When the government initiated its renovation program, a form of Vietnamese perestroika locally known as doi moi, the end of collective agriculture was on top of the list. The success was stunning. It took Vietnam barely a decade to become once again a top agricultural exporter. Today, Vietnam is again the world’s second largest rice exporter, after Thailand. Moreover, the country is among the top exporters of coffee, pepper, seafood, cashew nuts and tea as well.

Aside from land use privatization (land is still owned by the state, but long-term use rights can be traded, inherited or used as collateral), Professor Dinh credits the 1987 Foreign Direct Investment Law for the stunning success of the economy of this erstwhile laggard.

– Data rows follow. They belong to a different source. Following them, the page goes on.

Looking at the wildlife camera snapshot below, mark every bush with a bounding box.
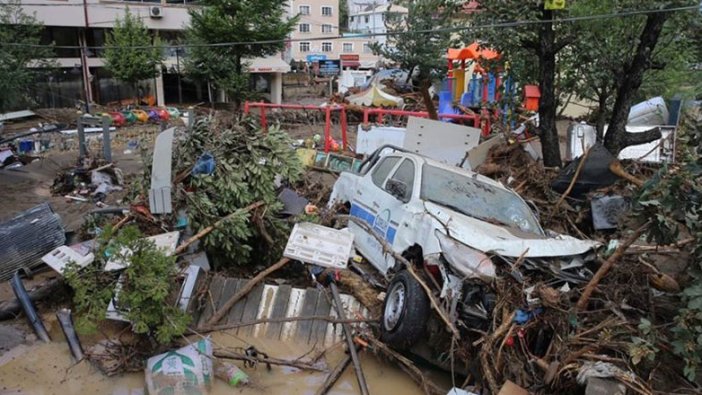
[64,225,190,344]
[174,116,303,267]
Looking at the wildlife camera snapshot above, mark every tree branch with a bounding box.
[620,127,663,149]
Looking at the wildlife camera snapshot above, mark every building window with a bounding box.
[363,42,372,53]
[299,5,310,15]
[364,15,369,23]
[321,24,333,33]
[322,42,332,52]
[299,42,310,52]
[350,16,354,22]
[299,23,310,33]
[321,6,333,16]
[343,42,353,53]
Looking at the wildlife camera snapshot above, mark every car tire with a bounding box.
[381,270,430,349]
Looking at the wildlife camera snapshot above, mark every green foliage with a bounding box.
[184,0,298,101]
[371,0,458,84]
[633,109,702,380]
[560,0,701,126]
[64,225,190,344]
[175,117,303,266]
[103,8,163,90]
[0,0,55,112]
[339,0,349,32]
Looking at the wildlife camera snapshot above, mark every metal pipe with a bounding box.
[10,272,51,343]
[329,282,369,395]
[56,309,84,361]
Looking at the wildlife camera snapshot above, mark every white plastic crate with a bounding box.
[283,223,354,269]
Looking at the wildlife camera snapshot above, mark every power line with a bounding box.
[0,4,698,50]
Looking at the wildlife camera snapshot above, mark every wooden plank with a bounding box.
[295,288,320,343]
[309,289,332,345]
[237,283,266,336]
[197,274,225,327]
[265,284,292,340]
[218,279,240,325]
[226,279,247,324]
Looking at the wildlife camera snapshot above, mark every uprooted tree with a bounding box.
[174,117,303,266]
[103,8,164,103]
[372,0,459,120]
[184,0,298,107]
[0,0,55,112]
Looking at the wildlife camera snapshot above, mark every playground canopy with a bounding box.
[447,42,500,61]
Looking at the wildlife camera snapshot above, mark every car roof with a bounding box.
[383,150,511,192]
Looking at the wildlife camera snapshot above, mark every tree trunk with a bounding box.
[421,78,438,120]
[604,11,668,154]
[233,55,242,110]
[595,91,609,142]
[538,8,562,167]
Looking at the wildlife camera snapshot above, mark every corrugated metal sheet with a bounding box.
[198,275,368,347]
[0,203,65,281]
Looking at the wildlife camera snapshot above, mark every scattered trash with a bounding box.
[214,360,250,387]
[283,223,354,269]
[42,245,95,274]
[0,203,65,281]
[56,308,84,361]
[591,194,630,230]
[145,338,213,395]
[148,127,175,214]
[104,231,180,271]
[191,152,216,176]
[585,377,626,395]
[10,272,51,343]
[277,188,309,216]
[551,143,619,198]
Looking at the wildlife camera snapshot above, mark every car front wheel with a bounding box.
[381,270,430,349]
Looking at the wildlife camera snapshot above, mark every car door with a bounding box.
[350,156,418,275]
[349,155,401,273]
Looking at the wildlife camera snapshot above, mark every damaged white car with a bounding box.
[329,146,600,349]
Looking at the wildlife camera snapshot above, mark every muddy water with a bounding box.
[0,329,428,394]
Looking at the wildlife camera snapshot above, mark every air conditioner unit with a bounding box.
[149,6,163,18]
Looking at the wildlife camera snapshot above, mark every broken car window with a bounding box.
[388,159,415,201]
[420,164,542,234]
[371,156,400,189]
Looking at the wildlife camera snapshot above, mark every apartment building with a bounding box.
[348,3,407,46]
[19,0,290,107]
[288,0,380,69]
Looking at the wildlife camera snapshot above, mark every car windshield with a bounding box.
[420,164,542,235]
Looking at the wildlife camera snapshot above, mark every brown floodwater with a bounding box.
[0,328,434,395]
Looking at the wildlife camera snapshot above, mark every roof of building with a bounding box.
[350,4,408,16]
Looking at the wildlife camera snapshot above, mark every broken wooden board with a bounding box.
[197,275,369,347]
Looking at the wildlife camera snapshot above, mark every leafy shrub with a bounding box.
[633,109,702,380]
[174,116,303,266]
[64,225,190,344]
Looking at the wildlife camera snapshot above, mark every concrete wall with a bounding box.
[20,0,192,30]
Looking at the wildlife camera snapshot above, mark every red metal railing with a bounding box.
[244,102,348,152]
[360,108,487,136]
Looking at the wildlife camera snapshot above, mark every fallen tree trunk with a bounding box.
[576,222,649,311]
[214,349,327,372]
[204,257,290,327]
[0,278,63,321]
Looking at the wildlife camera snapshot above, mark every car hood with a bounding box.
[424,201,600,258]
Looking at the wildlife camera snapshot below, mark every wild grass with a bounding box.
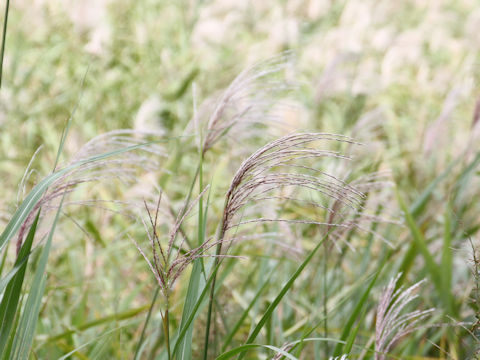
[0,1,480,359]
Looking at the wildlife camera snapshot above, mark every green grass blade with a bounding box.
[1,302,21,360]
[0,256,30,294]
[216,338,345,360]
[237,233,330,359]
[177,260,203,359]
[46,305,149,343]
[396,165,456,287]
[0,210,40,356]
[57,326,126,360]
[0,0,10,88]
[133,286,160,360]
[332,265,383,356]
[283,267,381,358]
[221,265,277,352]
[179,155,206,360]
[11,276,46,359]
[397,193,447,305]
[171,263,221,358]
[163,67,199,101]
[216,344,298,360]
[397,152,478,287]
[343,316,363,355]
[0,242,9,277]
[410,155,460,218]
[441,205,454,314]
[10,195,65,360]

The numbers speak for themselves. Since doi moi, gross domestic product has increased twofold. Inflation, running at a whopping 700% in the 1980s, is now tamed at around 1%. Economic growth averaged 8% between 1991 and 1995, and even when the Asian financial crisis rocked the region, Vietnam’s growth rate remained a high 7.2%.

Thanks to this impressive performance, Vietnam benefits from significant inflows of foreign direct investment (FDI) and official development aid.

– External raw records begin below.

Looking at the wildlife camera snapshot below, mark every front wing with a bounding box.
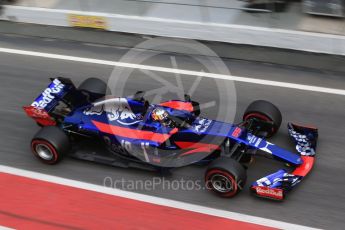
[250,123,318,200]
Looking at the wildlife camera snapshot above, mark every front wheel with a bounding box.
[31,126,70,164]
[205,157,247,198]
[243,100,282,137]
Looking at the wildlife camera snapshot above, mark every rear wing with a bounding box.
[30,78,75,111]
[250,123,318,200]
[23,78,80,126]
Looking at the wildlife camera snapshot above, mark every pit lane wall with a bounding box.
[0,5,345,56]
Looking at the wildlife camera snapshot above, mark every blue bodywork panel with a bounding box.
[62,96,304,166]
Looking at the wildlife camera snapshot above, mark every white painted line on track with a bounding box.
[0,226,14,230]
[0,165,320,230]
[0,47,344,96]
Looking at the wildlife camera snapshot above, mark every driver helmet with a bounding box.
[151,108,169,123]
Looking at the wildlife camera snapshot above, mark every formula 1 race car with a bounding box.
[24,77,318,200]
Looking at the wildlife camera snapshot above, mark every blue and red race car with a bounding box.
[24,77,318,201]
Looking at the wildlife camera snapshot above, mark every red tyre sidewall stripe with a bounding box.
[205,169,238,197]
[244,113,271,122]
[31,140,59,164]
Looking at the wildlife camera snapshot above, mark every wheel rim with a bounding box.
[244,113,275,135]
[35,144,54,161]
[244,113,271,123]
[211,174,234,193]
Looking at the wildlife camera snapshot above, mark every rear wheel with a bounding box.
[205,157,247,198]
[243,100,282,137]
[31,126,70,164]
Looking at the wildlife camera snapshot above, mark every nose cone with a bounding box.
[191,119,234,137]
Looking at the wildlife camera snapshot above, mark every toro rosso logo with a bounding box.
[84,98,142,126]
[31,79,65,109]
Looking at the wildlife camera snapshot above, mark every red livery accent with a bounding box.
[170,128,178,135]
[290,123,318,131]
[92,120,174,143]
[23,106,56,126]
[252,186,284,200]
[180,147,211,156]
[160,101,194,112]
[175,141,219,156]
[292,156,315,177]
[231,127,242,138]
[175,141,218,149]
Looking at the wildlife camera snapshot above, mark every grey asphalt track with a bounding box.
[0,34,344,229]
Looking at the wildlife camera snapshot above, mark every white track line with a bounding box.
[0,165,320,230]
[0,47,344,96]
[0,226,14,230]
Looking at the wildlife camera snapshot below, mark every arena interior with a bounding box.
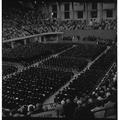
[2,0,117,119]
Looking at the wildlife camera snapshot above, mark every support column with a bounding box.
[87,3,91,23]
[113,3,117,19]
[70,2,73,20]
[24,39,27,45]
[11,42,14,49]
[39,36,42,43]
[61,34,63,42]
[57,2,60,20]
[97,3,103,23]
[56,34,58,42]
[72,2,74,20]
[44,36,46,43]
[60,3,64,20]
[84,2,88,24]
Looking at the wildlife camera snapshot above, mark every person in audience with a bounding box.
[73,102,94,120]
[27,104,35,116]
[33,103,43,113]
[63,99,77,119]
[91,101,105,118]
[104,97,116,118]
[55,101,65,118]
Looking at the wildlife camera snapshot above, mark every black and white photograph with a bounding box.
[2,0,117,119]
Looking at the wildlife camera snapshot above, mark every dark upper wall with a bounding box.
[48,0,117,2]
[3,0,117,11]
[3,0,117,6]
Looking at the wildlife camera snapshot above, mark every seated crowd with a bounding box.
[54,50,116,119]
[2,43,116,117]
[54,64,117,119]
[2,45,116,117]
[3,43,73,67]
[54,47,115,103]
[61,44,106,60]
[3,43,107,76]
[3,6,117,40]
[43,56,88,72]
[2,66,73,115]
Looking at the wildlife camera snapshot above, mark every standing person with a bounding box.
[63,99,76,120]
[104,97,116,118]
[73,103,94,120]
[55,101,65,118]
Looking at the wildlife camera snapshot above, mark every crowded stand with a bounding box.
[3,6,117,41]
[54,50,116,119]
[61,44,106,60]
[54,47,115,103]
[2,0,117,118]
[2,67,73,109]
[2,45,116,117]
[42,56,88,72]
[3,43,73,67]
[3,43,107,69]
[42,44,106,72]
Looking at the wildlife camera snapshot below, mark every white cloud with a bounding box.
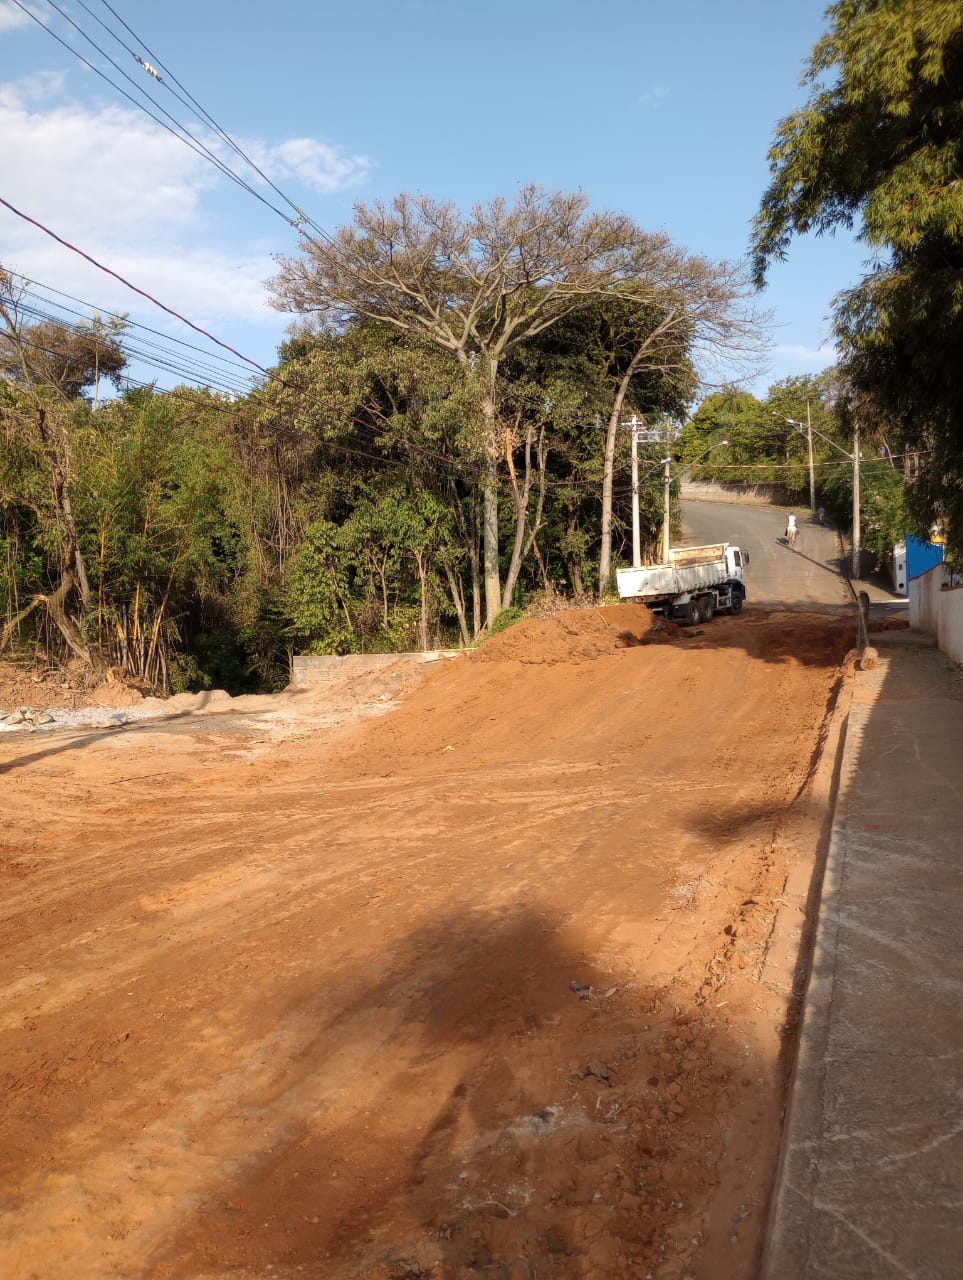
[247,136,371,195]
[774,343,838,367]
[638,85,669,110]
[0,0,39,32]
[7,241,274,324]
[0,83,219,242]
[0,75,368,335]
[0,69,66,106]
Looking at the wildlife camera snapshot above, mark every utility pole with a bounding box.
[661,454,672,562]
[661,418,673,562]
[630,424,642,569]
[852,423,861,580]
[806,399,816,512]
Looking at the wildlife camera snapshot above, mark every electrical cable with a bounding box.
[0,193,277,379]
[10,298,256,394]
[11,0,310,235]
[4,269,262,378]
[85,0,336,244]
[21,0,338,250]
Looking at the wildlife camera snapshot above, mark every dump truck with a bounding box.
[616,543,748,624]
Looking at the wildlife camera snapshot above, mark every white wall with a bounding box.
[911,564,963,665]
[681,480,792,506]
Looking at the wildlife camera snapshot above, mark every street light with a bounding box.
[780,415,863,579]
[773,402,816,513]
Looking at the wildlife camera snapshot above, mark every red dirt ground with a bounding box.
[0,605,854,1279]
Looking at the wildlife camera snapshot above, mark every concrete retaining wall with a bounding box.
[681,479,793,506]
[910,564,963,665]
[291,649,464,687]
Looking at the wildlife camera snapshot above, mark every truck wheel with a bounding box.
[729,589,744,615]
[699,595,714,622]
[686,599,702,626]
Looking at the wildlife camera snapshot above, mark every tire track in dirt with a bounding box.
[0,607,853,1279]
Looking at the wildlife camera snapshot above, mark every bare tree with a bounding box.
[596,256,767,586]
[270,186,680,625]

Since it implemented the Foreign Investment law in 1987, Vietnam has received $38 billion in FDI through more than 3,000 investment projects. In addition, between 1998 and 2002, international donors and lenders provided $20 billion in foreign assistance.

FDI is of great importance for the development of the country, especially as domestic capital mobilization through national savings is not pronounced. FDI is credited for the creation of 400,000 full time jobs and more than twice that number of part time positions. Foreign-invested projects contributed 13% to GDP, almost 35% to industrial production and 23% of the country’s export value.

The economic structure is changing rapidly. Between 1990 and 2001, the share of agriculture in economy dropped to 25% from 39%, while industry increased by 10% to 33%, and the services sector, a good measure of the creation of a middle class, increased by almost 4% to 42%.

A key cause for the rapid changes in the domestic economy is the New Enterprise Law of 2000. Done with intensive input from the business community under the auspices of the business lobbying group Vietnam Chamber of Commerce and Industry, it took to heart the key grievances of the countries employers.

While it applies to Vietnamese businesses only, it will serve as a basis for a common enterprise law for all businesses, domestic and foreign. “We will have a common law for domestic and foreign enterprises by 2005,” says Pham Chi Lan, the Chamber’s Executive Vice President.

In the meantime, the government is active in facilitating the work of foreign businesses. “We have removed the requirements for 200 licenses for foreign companies,” she adds. Also reduced were restrictions on subcontracting.

And unlike in the U.S. or Europe, 90% of upstarts survive. “There are very few businesses to begin with. In a country of 80 million, there are only 39,000 businesses. So there is a lot of room in an expanding market for domestic as well as foreign companies.”